Muitos preveem ameaças no Brasil como a invasão ao Capitólio (Win McNamee/Getty Images)
Bússola
Publicado em 22 de julho de 2022 às 21h27.
O poeta paranaense Leminski cunhou uma expressão que poderia ser adotada como slogan nacional: “Distraídos venceremos”. Nada mais brasileiro. A crença em uma força oculta que nos levará a um futuro melhor é uma panacéia característica, cujas emanações embalaram até mesmo intelectuais como Stefen Zweig, o autor do “Brasil, país do futuro”.
Nada mais premonitório que o fato de Zweig ter se suicidado nas montanhas do Rio de Janeiro. A construção do futuro começa bem antes dele chegar, como sabem os mais bem sucedidos sucessos da história – e também os desastres. Um improviso bem planejado é a melhor narrativa da história. A eleição deste ano parece adiar o debate sobre o futuro. É tudo imediato, para convencer nem sempre para construir. Seja porque há fome no país, seja porque há guerra na Ucrânia, ou porque há perigos na esquina. Afinal, eles vencerão. E eles estarão no governo - independente de que grupo político seja eleito.
Mas o que significa a vitória de alguns para tantos outros? Afinal, o governo tem lá seus milhares de cargos de confiança para satisfazer aliados vistam eles azul, rosa ou vermelho. Estes estarão contemplados. Só que os eleitores são 156 milhões, e os governados passam de duas centenas de milhões. A estes, pouco foi ofertado em termos de soluções em políticas públicas. Ok, é um chato cobrando algo que ninguém quer saber neste momento! Mas os chatos também escrevem…
E isso porque há um grau de importância na discussão teórica que na prática se torna subdesenvolvimento ou permite a um país avançar. Este campo é do debate eleitoral, da arena política onde há exposição e choque de propostas e ideias divergentes. Bom nessas horas lembrar Robert Dawn e seus estudos sobre quem governa, e as vantagens do sistema democrático na distribuição da riqueza (mesmo com toda concentração de bilhões nas mãos de poucos) em nações desenvolvidas.
Ou Steven Pinker que nos fala disso em seus livros otimistas sobre a evolução promovida pela ciência, capitalismo e liberalismo desde o Iluminismo, revolução industrial e tecnológica. Os dados estão lá para serem vistos e a realidade realmente foi transformada. Muito pela luz de debates e avaliação de propostas.
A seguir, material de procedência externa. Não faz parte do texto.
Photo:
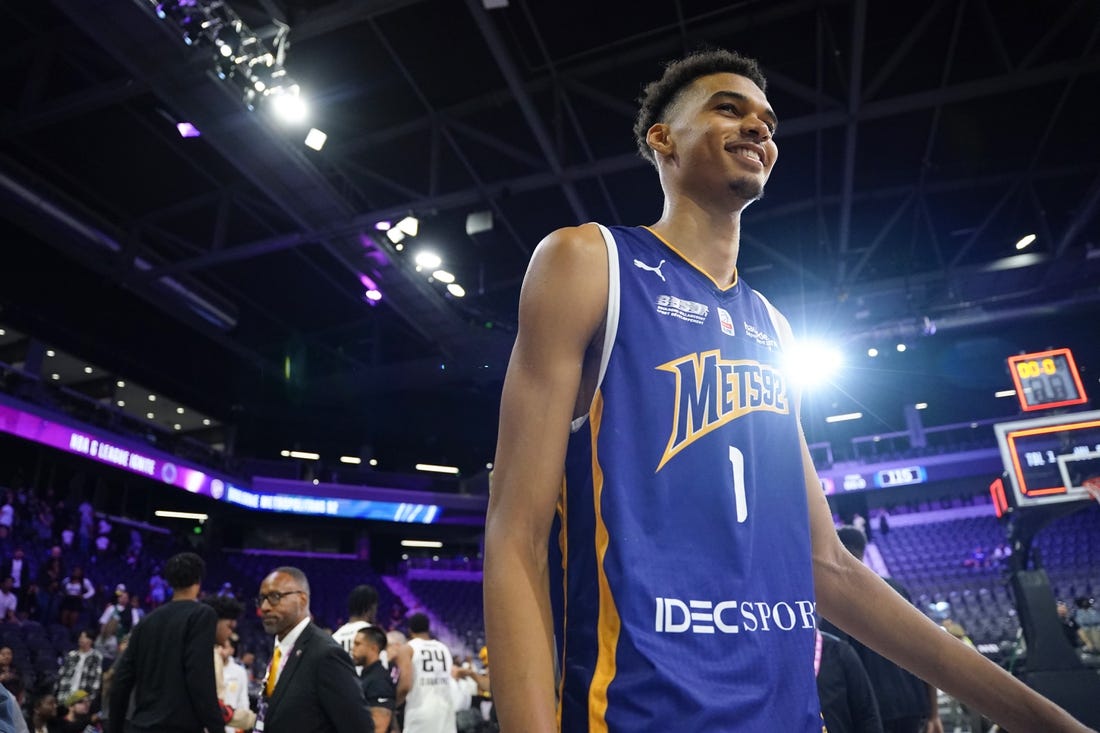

Mas é essencial também entender porque alguns países não conseguiram ter os mesmos resultados que as nações desenvolvidas e ricas. A pergunta é: por que as nações fracassam? E algo de institucional na resposta. Construir um país é algo que exige esforço, trabalho, persistência e alguma sorte.
Comparar o Brasil com os Estados Unidos nos últimos tempos se tornou comum, até porque muitos veem ameaças como as ocorridas no Capitólio e preveem consequências piores aqui. É preciso notar, entretanto, que, se lá as coisas se passaram daquela forma, e foram resolvidas internamente, o Brasil não é os Estados Unidos. Instituições fortes garantem mais estabilidade mesmo diante de muita turbulência.
Após o resultado das urnas, os fatos serão diferentes e suas repercussões certamente terão diferentes nuances. Até porque uma potência militar e econômica daquele tamanho inspira certo cuidado no trato diplomático e inibe críticas abertas de outros países. A falta de poderio militar e a dependência de mercados do país poderá ter outra toada. E é bom lembrar que o empresariado nacional é globalizado, não porque o queira, mas porque nossos mercados compradores são múltiplos, distribuídos em todos continentes e fragmentados. E estamos longe de alguns dos maiores compradores, mas perto dos maiores influenciadores da geopolítica internacional.
Discute-se economia e as implicações de diferentes tendências políticas no futuro posicionamento do país na campanha eleitoral? Pouco ou quase nada. Nada se fala sobre política internacional neste momento. Na verdade, nem o Itamaraty tem falado sobre o tema, diante de um momento interno complexo e de um contexto internacional ainda sem clareza.
Adota-se uma postura distraída. O tempo passa, e se espera o vencedor planejar o futuro. Mas isso deve acontecer só quando o futuro já tiver chegado. Assistimos ao jogo da geral, enquanto os times questionam o VAR. Pode ser um pouco tarde para desinterditar o debate essencial sobre o país.